What outraged white southerners about Uncle Tom’s Cabin was not only that Harriet Beecher Stowe asserted that black people were better Christians than white people; she was also frank about the immorality of the white man’s relations with the black women in his power. But Stowe had as much trouble as Lincoln in imagining the social destiny of mixed-race people who were pink enough in fact to pass for white (a problem central to Mat Johnson’s brilliantly satirical new novel Loving Day).

In his book The Negro in American Fiction (1937), Sterling Brown called James Fenimore Cooper’s Cora Munro in The Last of the Mohicans “the mother of all tragic mulattoes.” The landfill of American literature includes numerous nineteenth- and twentieth-century novels and plays—by white authors—sometimes condemning, but mostly sorrowing for those racial outcasts who don’t fit in with the black masses but won’t ever be accepted by white society either. “Miscegenation” and “mulatto” are terms of denigration, and the beautiful, doomed mulatto—usually a woman—typically dies after she is exposed before the unsuspecting white man who is about to marry her.

William Wells Brown wrote his fugitive slave narrative and went on to publish in London in 1853 the first novel by an African-American, Clotel; or The President’s Daughter. Clotel is the child of Thomas Jefferson by his mulatto housekeeper, a suggestion of the gossip about Sally Hemings in historical black America. In Brown’s first edition, Clotel leaps to her death in the Potomac rather than be taken back into slavery and concubinage. However, her daughter is reunited in France with the blue-eyed black man she had loved when they were both in bondage. In the edition of Brown’s novel published in 1867, Clotel turns down marriage to a white man in order to become a nurse for Union troops.

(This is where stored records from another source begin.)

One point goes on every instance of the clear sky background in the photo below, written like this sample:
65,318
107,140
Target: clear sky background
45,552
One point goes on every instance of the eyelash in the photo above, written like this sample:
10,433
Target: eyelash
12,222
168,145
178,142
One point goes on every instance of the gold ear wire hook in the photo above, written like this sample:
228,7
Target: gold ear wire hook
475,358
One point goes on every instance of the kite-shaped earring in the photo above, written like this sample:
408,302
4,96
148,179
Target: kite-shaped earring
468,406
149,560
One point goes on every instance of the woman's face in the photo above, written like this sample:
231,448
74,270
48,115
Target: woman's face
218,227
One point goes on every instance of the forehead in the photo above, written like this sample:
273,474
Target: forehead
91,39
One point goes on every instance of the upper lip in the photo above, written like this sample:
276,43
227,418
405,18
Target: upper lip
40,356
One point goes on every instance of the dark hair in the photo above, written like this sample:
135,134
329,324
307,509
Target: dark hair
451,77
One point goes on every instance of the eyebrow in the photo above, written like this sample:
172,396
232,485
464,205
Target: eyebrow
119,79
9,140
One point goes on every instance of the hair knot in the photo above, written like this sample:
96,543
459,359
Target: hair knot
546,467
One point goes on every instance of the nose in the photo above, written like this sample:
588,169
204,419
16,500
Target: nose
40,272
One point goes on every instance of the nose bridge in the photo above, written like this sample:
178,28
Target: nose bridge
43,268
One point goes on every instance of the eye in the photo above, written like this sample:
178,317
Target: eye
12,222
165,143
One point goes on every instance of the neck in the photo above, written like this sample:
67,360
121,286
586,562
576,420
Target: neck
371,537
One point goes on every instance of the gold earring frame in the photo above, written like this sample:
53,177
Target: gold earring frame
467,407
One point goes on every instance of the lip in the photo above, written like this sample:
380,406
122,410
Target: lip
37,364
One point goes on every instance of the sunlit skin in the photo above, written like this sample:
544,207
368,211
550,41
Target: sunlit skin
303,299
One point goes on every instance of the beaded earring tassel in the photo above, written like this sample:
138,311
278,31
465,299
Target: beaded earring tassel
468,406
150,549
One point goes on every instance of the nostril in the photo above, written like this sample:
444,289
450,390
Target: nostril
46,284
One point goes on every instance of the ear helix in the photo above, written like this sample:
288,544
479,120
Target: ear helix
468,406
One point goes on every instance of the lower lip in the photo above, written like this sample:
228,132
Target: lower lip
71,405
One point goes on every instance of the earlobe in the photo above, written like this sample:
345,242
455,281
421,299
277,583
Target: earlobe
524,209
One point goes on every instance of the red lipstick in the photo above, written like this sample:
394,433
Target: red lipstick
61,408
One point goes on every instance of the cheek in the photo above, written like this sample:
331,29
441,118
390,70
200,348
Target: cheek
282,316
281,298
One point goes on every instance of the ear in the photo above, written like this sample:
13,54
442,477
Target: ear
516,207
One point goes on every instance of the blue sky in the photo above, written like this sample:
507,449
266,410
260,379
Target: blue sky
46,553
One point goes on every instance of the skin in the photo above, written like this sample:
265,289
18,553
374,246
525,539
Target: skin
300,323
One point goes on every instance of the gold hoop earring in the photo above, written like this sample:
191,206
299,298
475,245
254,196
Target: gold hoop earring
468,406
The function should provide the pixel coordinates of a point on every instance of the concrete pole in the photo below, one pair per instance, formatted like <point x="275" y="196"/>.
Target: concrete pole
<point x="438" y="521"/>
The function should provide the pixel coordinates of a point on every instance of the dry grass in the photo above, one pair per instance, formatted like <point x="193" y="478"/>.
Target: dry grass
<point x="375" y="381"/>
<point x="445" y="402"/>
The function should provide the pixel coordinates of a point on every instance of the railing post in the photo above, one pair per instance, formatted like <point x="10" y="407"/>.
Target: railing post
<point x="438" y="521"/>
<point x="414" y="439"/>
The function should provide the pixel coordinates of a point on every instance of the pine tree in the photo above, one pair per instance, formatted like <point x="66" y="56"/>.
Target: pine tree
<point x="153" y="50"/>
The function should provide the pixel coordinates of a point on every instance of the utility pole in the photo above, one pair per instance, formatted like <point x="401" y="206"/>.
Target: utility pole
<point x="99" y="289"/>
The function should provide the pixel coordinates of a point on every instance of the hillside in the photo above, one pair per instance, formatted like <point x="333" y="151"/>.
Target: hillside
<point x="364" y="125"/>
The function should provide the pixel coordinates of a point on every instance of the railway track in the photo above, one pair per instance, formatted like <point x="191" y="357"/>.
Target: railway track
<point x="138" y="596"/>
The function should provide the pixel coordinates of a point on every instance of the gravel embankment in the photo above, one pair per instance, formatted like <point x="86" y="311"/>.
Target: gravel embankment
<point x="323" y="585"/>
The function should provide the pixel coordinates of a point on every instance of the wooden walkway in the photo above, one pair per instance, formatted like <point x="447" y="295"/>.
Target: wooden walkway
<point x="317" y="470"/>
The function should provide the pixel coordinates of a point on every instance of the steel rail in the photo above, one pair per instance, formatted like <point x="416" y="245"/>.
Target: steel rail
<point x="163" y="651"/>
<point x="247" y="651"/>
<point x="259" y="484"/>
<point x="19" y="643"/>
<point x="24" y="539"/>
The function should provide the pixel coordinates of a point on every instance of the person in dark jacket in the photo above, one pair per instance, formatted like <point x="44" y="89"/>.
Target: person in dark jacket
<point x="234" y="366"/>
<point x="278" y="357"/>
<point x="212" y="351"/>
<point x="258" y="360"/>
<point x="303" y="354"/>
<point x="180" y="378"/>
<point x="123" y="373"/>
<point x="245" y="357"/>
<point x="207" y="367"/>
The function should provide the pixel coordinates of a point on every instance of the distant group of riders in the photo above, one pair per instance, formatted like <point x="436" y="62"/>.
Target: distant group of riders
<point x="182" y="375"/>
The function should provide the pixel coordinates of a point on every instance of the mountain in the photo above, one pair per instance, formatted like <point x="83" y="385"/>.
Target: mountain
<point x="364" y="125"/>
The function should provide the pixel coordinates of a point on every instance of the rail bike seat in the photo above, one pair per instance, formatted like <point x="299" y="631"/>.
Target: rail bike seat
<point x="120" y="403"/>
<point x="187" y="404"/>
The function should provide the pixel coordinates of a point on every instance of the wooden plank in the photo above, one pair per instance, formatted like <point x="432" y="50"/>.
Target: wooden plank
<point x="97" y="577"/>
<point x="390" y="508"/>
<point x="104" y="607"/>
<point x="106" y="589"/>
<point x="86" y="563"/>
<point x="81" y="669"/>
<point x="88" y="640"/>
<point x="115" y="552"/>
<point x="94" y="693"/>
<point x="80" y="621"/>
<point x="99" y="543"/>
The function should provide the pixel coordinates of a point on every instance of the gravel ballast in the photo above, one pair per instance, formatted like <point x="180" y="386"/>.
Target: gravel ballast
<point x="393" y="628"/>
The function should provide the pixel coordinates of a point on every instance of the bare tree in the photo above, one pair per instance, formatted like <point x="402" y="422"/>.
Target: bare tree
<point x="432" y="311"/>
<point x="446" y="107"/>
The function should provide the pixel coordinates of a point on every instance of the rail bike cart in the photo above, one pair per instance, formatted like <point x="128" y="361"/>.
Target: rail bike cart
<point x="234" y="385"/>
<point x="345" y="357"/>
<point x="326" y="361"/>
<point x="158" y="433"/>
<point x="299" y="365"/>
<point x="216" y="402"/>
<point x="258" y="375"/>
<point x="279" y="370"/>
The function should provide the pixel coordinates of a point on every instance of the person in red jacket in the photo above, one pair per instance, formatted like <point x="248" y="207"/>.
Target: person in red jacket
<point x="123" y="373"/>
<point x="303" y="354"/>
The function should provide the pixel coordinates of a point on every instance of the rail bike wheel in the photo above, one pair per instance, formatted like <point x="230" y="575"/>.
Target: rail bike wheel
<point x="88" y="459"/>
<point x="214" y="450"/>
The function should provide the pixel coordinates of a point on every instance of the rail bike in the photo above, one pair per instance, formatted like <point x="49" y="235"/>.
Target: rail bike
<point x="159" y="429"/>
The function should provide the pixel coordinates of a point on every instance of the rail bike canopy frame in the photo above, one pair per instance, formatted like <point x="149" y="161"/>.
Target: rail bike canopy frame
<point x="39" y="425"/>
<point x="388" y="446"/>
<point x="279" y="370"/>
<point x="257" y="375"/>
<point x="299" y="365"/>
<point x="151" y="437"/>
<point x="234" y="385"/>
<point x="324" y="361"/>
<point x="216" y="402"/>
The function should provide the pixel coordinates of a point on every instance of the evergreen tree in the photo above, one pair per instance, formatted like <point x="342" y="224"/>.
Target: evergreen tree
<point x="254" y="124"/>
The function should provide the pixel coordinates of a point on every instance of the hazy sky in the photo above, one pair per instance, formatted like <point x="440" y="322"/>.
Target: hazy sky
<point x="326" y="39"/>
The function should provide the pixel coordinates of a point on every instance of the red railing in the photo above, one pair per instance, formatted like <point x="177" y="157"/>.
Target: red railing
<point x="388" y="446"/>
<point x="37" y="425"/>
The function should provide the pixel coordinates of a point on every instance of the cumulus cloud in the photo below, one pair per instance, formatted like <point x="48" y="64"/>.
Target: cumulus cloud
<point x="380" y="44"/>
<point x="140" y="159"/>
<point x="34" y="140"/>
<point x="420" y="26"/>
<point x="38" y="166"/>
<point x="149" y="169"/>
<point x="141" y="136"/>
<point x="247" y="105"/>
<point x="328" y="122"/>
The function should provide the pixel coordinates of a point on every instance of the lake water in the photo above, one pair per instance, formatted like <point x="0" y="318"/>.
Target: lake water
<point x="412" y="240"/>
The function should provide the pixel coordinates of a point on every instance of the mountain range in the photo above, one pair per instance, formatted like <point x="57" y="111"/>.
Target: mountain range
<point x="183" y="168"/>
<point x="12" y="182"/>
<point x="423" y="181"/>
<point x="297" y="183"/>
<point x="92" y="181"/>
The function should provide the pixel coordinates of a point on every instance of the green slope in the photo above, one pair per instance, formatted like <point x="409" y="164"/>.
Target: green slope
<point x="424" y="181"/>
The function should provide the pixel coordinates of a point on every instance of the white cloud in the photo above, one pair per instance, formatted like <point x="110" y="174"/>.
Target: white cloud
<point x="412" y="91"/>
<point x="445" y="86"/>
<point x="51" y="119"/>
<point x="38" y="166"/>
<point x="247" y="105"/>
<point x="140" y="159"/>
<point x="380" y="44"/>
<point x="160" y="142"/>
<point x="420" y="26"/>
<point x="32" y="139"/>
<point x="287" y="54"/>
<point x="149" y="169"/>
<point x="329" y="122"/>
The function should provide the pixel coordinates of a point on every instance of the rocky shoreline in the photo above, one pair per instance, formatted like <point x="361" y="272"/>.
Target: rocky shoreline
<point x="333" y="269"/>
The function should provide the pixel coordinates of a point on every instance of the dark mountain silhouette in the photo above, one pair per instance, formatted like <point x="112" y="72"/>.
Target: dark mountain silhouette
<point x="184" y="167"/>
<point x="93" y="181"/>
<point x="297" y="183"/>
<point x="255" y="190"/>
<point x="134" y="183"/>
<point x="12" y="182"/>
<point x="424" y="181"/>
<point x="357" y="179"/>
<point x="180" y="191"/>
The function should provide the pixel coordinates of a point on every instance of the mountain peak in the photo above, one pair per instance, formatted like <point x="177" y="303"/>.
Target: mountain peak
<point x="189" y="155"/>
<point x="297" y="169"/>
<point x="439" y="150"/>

Brown named the three possible fates for the mulatto in American literature: death, exile, or renunciation. In the novels of Frances E.W. Harper and Pauline Hopkins, late-nineteenth- century black writers, the black heroines with rosebud mouths who could have passed for white are proud to choose service to their race as teachers over marriage to white men. Black writers were reinterpreting stereotypes.

In James Weldon Johnson’s novel The Autobiography of an Ex-Colored Man (1912), a black man who has succeeded in passing for white his entire life, a widower and successful businessman with children, writes his confession, because denying his true racial identity has cost him his soul. In Nella Larsen’s bleak comedy of manners, Passing (1929), the decision to pass is understood as an individual solution to a mass problem, racial discrimination; but the black woman looking at the reckless acquaintance whose white husband does not know he is married to a black woman does not give her away. Larsen, herself something of a tragic mulatto, had sophistication, but passing as a subject in popular culture was the stuff of melodrama. “Once a Pancake,” Sterling Brown called his review of Fannie Hurst’s best seller Imitation of Life (1933), which was twice made into a film.

By that time passing seemed obsolete. The carnage of World War I undermined Social Darwinism; fear of racial mongrelization seemed extremist as a theme. After all, not every mixed-race person looked white; not everyone was desperate to be white; and much Harlem Renaissance writing stresses the varieties of blackness, the different skin tones on display in the ghetto streets. If either you or the law said you were black, then blackness was a shared condition, no matter how light-skinned you were.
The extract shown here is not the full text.